To identify the components of the spirulina polysaccharide proinflammatory enzyme inducer (PSP) of the present invention, the spirulina polysaccharide proinflammatory enzyme inducer (PSP) prepared in example 1 of the present invention is exemplified, and the relative molecular mass, the basic component determination, the monosaccharide composition determination, and the functional group analysis are performed, and the respective corresponding determination or analysis methods are as follows:
1. determination of relative molecular masses: the relative molecular weight of the PSP was determined by High Performance Gel Permeation Chromatography (HPGPC).
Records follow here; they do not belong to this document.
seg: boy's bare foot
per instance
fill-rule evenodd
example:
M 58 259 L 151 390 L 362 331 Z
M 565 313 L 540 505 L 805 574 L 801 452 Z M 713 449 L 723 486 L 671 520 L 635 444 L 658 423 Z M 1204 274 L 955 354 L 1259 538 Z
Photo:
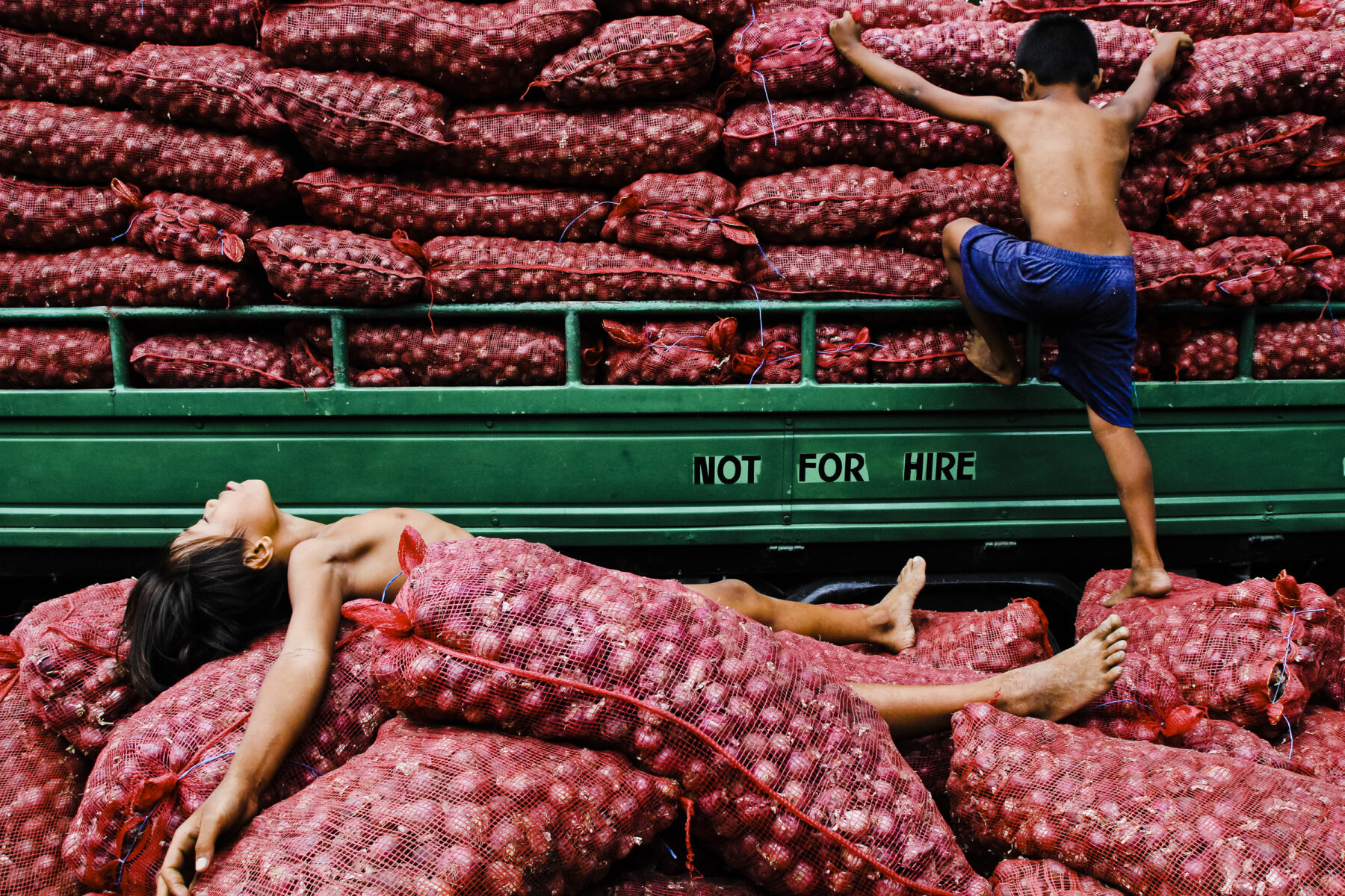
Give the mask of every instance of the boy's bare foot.
M 1120 617 L 1107 617 L 1068 650 L 1003 673 L 995 705 L 1015 716 L 1060 721 L 1111 689 L 1120 677 L 1128 635 Z
M 1017 386 L 1018 380 L 1022 379 L 1022 368 L 1013 359 L 1009 361 L 997 359 L 981 333 L 967 336 L 967 341 L 962 344 L 962 353 L 978 371 L 1001 386 Z
M 1108 594 L 1102 606 L 1114 607 L 1130 598 L 1162 598 L 1173 590 L 1171 576 L 1162 567 L 1131 567 L 1126 584 Z
M 897 584 L 881 602 L 869 607 L 873 622 L 873 643 L 901 653 L 915 646 L 916 627 L 911 622 L 911 607 L 924 587 L 924 557 L 911 557 L 897 576 Z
The sample was weighed and prepared as a 5mg/mL solution. Centrifuge at 12000rpm for 10 min. The supernatant was filtered through a 0.22m microporous membrane. The samples were then transferred to 1.8ml injection vials. Establishing a regression equation by using the logarithm of the relative molecular mass of the dextran standard product to the elution volume to obtain a standard curve, and calculating the relative molecular weight of the PSP according to the standard curve. The high performance gel permeation chromatography of Spirulina polysaccharide proinflammatory enzyme inducer (PSP) is shown in FIG. 1.
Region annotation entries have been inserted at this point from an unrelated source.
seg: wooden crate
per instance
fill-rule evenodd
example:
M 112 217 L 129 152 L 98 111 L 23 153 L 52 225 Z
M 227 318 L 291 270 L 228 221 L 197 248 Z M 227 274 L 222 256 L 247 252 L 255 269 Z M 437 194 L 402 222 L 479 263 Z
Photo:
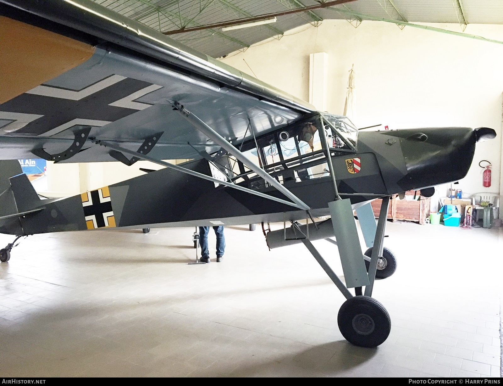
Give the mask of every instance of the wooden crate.
M 419 193 L 418 191 L 417 194 L 418 194 Z M 407 196 L 413 196 L 414 194 L 413 190 L 405 192 L 405 195 Z M 372 202 L 374 215 L 376 217 L 379 217 L 382 201 L 381 199 L 379 199 Z M 430 217 L 431 201 L 430 197 L 424 197 L 422 196 L 418 200 L 400 200 L 397 195 L 394 195 L 389 201 L 388 218 L 392 221 L 405 220 L 413 221 L 422 224 L 426 224 L 426 219 Z

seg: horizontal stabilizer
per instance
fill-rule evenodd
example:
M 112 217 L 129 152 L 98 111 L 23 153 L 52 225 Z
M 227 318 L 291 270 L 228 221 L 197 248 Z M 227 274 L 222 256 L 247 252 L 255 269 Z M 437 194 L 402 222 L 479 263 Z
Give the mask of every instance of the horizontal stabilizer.
M 27 214 L 29 214 L 31 213 L 35 213 L 36 212 L 40 212 L 41 210 L 43 210 L 45 209 L 45 206 L 41 206 L 40 208 L 37 208 L 36 209 L 32 209 L 31 210 L 27 210 L 25 212 L 21 212 L 21 213 L 15 213 L 13 214 L 8 214 L 7 216 L 0 216 L 0 220 L 6 220 L 8 218 L 15 218 L 17 217 L 21 217 L 22 216 L 25 216 Z

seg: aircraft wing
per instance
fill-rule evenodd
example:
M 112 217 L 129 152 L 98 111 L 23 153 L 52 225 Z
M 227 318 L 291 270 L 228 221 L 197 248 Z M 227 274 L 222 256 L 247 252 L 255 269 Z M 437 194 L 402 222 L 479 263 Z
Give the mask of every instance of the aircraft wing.
M 116 160 L 79 144 L 81 132 L 134 151 L 160 134 L 149 155 L 157 159 L 220 149 L 173 101 L 233 144 L 315 111 L 89 0 L 0 0 L 0 159 L 33 158 L 36 149 L 44 158 L 40 149 L 57 154 L 73 143 L 62 162 Z

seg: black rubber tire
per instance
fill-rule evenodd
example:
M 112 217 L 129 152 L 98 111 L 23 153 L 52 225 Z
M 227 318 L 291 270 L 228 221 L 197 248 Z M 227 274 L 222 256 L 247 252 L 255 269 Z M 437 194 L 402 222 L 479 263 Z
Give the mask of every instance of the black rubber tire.
M 355 296 L 343 303 L 337 324 L 346 340 L 355 346 L 376 347 L 391 331 L 391 320 L 382 304 L 373 298 Z
M 9 261 L 10 258 L 10 251 L 5 248 L 0 249 L 0 261 L 2 263 L 5 263 L 6 261 Z
M 364 254 L 367 257 L 371 257 L 372 255 L 372 248 L 367 250 Z M 382 257 L 384 259 L 385 266 L 381 269 L 379 269 L 378 266 L 377 270 L 376 271 L 376 278 L 377 279 L 385 279 L 387 277 L 389 277 L 396 270 L 396 258 L 393 254 L 393 252 L 385 247 L 382 251 Z M 370 265 L 370 262 L 365 260 L 367 272 L 369 271 Z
As can be seen from the analysis of FIG. 1, the Spirulina polysaccharide proinflammatory enzyme inducer (PSP) contains 3 polysaccharides with different molecular weights, which are 30062.75kDa, 4493.66kDa and 97.35kDa respectively.
2. Basic component determination: determining the total sugar content of PSP by using mannose as a standard substance and adopting a phenol-sulfuric acid method; bovine serum albumin is used as a standard substance, and the protein content of PSP is determined by adopting a Coomassie brilliant blue method.
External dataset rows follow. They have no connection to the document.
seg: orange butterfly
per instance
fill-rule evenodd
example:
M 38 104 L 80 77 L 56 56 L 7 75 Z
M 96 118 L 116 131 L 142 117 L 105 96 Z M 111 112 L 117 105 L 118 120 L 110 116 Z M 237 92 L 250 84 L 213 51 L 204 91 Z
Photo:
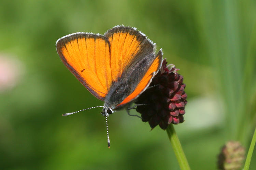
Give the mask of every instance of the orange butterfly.
M 78 32 L 56 42 L 63 63 L 93 95 L 104 101 L 101 114 L 106 120 L 117 109 L 125 108 L 128 112 L 129 104 L 148 87 L 162 61 L 162 50 L 156 55 L 156 47 L 136 28 L 119 26 L 103 35 Z

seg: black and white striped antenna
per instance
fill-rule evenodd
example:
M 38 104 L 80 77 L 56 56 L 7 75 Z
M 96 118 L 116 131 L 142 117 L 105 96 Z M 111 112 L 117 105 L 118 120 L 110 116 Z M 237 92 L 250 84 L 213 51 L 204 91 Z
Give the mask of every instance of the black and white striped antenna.
M 90 109 L 91 108 L 97 108 L 98 107 L 104 107 L 104 106 L 103 106 L 92 107 L 89 107 L 89 108 L 85 108 L 84 109 L 82 109 L 82 110 L 77 111 L 76 112 L 70 112 L 69 113 L 65 113 L 65 114 L 63 114 L 63 115 L 62 115 L 62 116 L 68 116 L 68 115 L 73 115 L 73 114 L 74 114 L 75 113 L 76 113 L 78 112 L 82 112 L 82 111 L 86 111 L 86 110 L 89 110 L 89 109 Z M 108 137 L 108 147 L 109 147 L 109 148 L 110 148 L 110 140 L 109 139 L 109 127 L 108 125 L 108 115 L 106 114 L 105 114 L 105 115 L 106 117 L 106 129 L 107 129 L 107 136 Z
M 103 107 L 104 106 L 103 106 L 92 107 L 89 107 L 89 108 L 83 109 L 82 110 L 80 110 L 80 111 L 77 111 L 76 112 L 70 112 L 69 113 L 65 113 L 65 114 L 63 114 L 63 115 L 62 115 L 62 116 L 66 116 L 70 115 L 73 115 L 73 114 L 77 113 L 78 112 L 82 112 L 82 111 L 86 111 L 86 110 L 89 110 L 89 109 L 90 109 L 91 108 L 97 108 L 98 107 Z
M 108 136 L 108 147 L 109 148 L 110 148 L 110 140 L 109 140 L 109 128 L 108 126 L 108 115 L 106 115 L 106 125 L 107 127 L 107 136 Z

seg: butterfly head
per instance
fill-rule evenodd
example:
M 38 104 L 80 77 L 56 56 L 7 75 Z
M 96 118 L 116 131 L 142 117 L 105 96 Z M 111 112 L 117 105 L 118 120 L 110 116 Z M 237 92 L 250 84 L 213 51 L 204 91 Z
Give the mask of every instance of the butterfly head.
M 108 107 L 105 105 L 103 106 L 102 111 L 102 112 L 101 112 L 100 113 L 104 116 L 109 116 L 110 115 L 112 114 L 115 112 L 112 108 Z

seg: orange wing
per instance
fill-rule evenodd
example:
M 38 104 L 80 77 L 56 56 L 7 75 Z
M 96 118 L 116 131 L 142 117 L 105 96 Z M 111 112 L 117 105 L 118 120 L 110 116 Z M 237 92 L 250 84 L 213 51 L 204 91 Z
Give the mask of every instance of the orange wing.
M 151 83 L 152 79 L 157 73 L 158 71 L 161 67 L 162 61 L 162 49 L 161 49 L 157 53 L 156 57 L 133 91 L 125 99 L 122 103 L 117 105 L 118 106 L 130 102 L 137 98 L 146 90 Z
M 155 45 L 135 28 L 117 26 L 104 36 L 110 42 L 112 81 L 116 81 L 133 63 L 154 53 Z
M 112 83 L 108 40 L 99 34 L 72 34 L 56 43 L 62 62 L 94 95 L 103 100 Z

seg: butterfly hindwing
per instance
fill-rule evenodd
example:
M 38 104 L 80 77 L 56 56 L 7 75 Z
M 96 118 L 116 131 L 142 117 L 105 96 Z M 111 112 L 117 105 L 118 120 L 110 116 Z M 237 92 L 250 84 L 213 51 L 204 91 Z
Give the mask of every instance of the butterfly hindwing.
M 146 72 L 140 80 L 134 90 L 120 103 L 118 104 L 118 107 L 120 107 L 132 101 L 146 90 L 151 83 L 152 79 L 157 73 L 161 67 L 162 62 L 162 52 L 161 49 L 156 55 L 156 57 L 150 65 L 150 66 L 148 68 Z
M 104 35 L 110 44 L 114 78 L 105 101 L 106 105 L 114 108 L 130 102 L 146 88 L 161 66 L 161 52 L 156 56 L 155 44 L 133 28 L 116 27 Z
M 63 37 L 56 48 L 63 63 L 98 99 L 103 100 L 111 86 L 109 43 L 99 34 L 77 33 Z

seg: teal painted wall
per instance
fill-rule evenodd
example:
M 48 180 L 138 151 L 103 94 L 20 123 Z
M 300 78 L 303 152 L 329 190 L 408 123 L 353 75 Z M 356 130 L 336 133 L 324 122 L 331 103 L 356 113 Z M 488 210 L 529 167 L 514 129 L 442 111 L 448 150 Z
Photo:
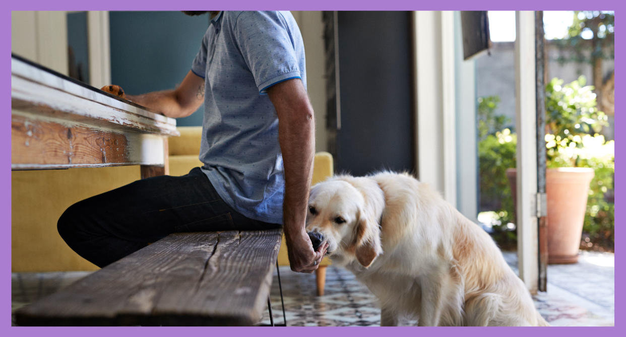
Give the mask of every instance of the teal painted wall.
M 173 89 L 191 69 L 208 22 L 208 14 L 178 11 L 110 12 L 112 83 L 129 94 Z M 202 125 L 203 111 L 177 124 Z

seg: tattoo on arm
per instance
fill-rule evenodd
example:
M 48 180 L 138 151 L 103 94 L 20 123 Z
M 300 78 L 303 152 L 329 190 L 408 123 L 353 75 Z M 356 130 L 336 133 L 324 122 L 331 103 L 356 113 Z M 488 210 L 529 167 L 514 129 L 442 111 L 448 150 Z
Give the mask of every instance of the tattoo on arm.
M 203 82 L 202 83 L 202 84 L 200 84 L 198 87 L 198 91 L 196 93 L 196 98 L 198 99 L 202 99 L 202 98 L 204 98 L 204 83 Z

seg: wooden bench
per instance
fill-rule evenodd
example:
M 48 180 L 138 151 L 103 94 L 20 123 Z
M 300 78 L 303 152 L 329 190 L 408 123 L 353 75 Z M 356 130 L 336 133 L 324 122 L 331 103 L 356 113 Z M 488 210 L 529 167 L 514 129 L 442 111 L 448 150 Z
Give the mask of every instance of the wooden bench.
M 175 233 L 15 313 L 27 326 L 252 326 L 282 231 Z

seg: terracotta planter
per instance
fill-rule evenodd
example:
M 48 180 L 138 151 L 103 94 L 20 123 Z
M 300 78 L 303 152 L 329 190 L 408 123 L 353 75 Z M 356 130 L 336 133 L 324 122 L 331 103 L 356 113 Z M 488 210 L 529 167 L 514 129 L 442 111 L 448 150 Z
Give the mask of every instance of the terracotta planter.
M 506 170 L 514 204 L 516 204 L 516 173 L 515 169 Z M 546 171 L 548 263 L 578 261 L 589 183 L 594 174 L 593 169 L 588 168 L 560 168 Z

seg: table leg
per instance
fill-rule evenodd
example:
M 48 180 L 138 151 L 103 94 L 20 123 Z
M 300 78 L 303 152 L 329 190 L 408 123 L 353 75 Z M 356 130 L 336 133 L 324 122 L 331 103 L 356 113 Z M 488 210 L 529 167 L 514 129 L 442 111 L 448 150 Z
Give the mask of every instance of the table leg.
M 141 165 L 141 179 L 170 174 L 169 146 L 167 138 L 163 139 L 163 165 Z

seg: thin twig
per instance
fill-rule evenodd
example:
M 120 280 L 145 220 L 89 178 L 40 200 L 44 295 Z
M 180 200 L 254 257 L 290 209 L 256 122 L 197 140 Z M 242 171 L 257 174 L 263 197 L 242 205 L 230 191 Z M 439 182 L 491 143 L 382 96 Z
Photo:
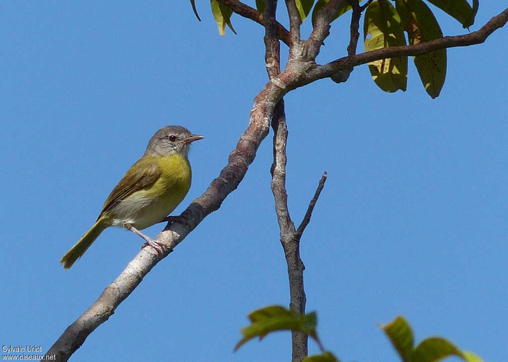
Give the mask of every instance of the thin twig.
M 321 46 L 330 35 L 330 23 L 345 0 L 330 0 L 326 6 L 316 12 L 313 29 L 305 42 L 308 59 L 313 60 L 319 53 Z
M 325 182 L 326 181 L 326 178 L 328 176 L 328 174 L 326 171 L 323 173 L 323 176 L 321 176 L 321 179 L 318 185 L 318 188 L 316 189 L 314 197 L 312 198 L 312 200 L 310 200 L 310 202 L 309 203 L 309 207 L 307 208 L 307 212 L 305 213 L 305 216 L 303 217 L 303 219 L 300 224 L 300 226 L 298 226 L 298 228 L 297 229 L 296 233 L 295 234 L 295 237 L 298 239 L 302 237 L 303 231 L 305 229 L 307 225 L 309 224 L 309 222 L 310 221 L 310 217 L 312 216 L 314 207 L 315 206 L 316 202 L 318 201 L 320 194 L 321 193 L 321 190 L 325 187 Z
M 267 0 L 263 16 L 265 23 L 265 65 L 268 78 L 272 79 L 280 74 L 280 44 L 276 37 L 277 20 L 275 12 L 277 0 Z
M 477 31 L 468 34 L 444 37 L 439 39 L 414 45 L 403 45 L 398 47 L 383 48 L 361 53 L 356 55 L 345 56 L 331 61 L 323 65 L 315 64 L 313 68 L 306 70 L 304 74 L 298 80 L 297 87 L 312 83 L 318 79 L 328 78 L 340 71 L 349 69 L 371 61 L 397 56 L 421 55 L 433 50 L 456 47 L 480 44 L 496 30 L 499 29 L 508 22 L 508 8 L 498 15 L 493 17 Z M 288 89 L 288 91 L 292 89 Z
M 263 15 L 253 8 L 243 4 L 238 0 L 217 0 L 220 3 L 228 5 L 233 12 L 238 14 L 240 16 L 250 19 L 260 25 L 265 26 L 265 20 Z M 290 37 L 289 30 L 279 22 L 275 25 L 277 39 L 280 39 L 288 47 L 291 45 L 291 39 Z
The total sugar content in the spirulina polysaccharide proinflammatory enzyme inducer (PSP) is 43.08 percent by measuring through a phenol-sulfuric acid method;
the protein content in the spirulina polysaccharide proinflammatory enzyme inducer (PSP) was 3.4% as determined by the coomassie brilliant blue method.
3. The monosaccharide composition of PSP was determined by ion chromatography: 16 monosaccharide standards (fucose, rhamnose, arabinose, galactose, glucose, xylose, mannose, fructose, ribose, galacturonic acid, glucuronic acid, galactosamine hydrochloride, glucosamine hydrochloride, N-acetyl-D glucosamine, guluronic acid, mannuronic acid) were formulated into 10mg/ml standard solutions. 5mg of PSP was weighed out accurately and placed in an ampoule, 10mL of a 2mol/L trifluoroacetic acid (TFA) solution was added, and the mixture was hydrolyzed at 120 ℃ for 3 hours. Accurately absorbing the acid hydrolysis solution, transferring to a tube, blowing to dry by nitrogen, adding 5ml of water, mixing uniformly by vortex, absorbing 100uL of deionized water, adding 900uL of deionized water, centrifuging for 5min at the rotating speed of 12000rpm, and taking the supernatant to perform ion chromatographic analysis, wherein an ion chromatogram is shown in figure 2.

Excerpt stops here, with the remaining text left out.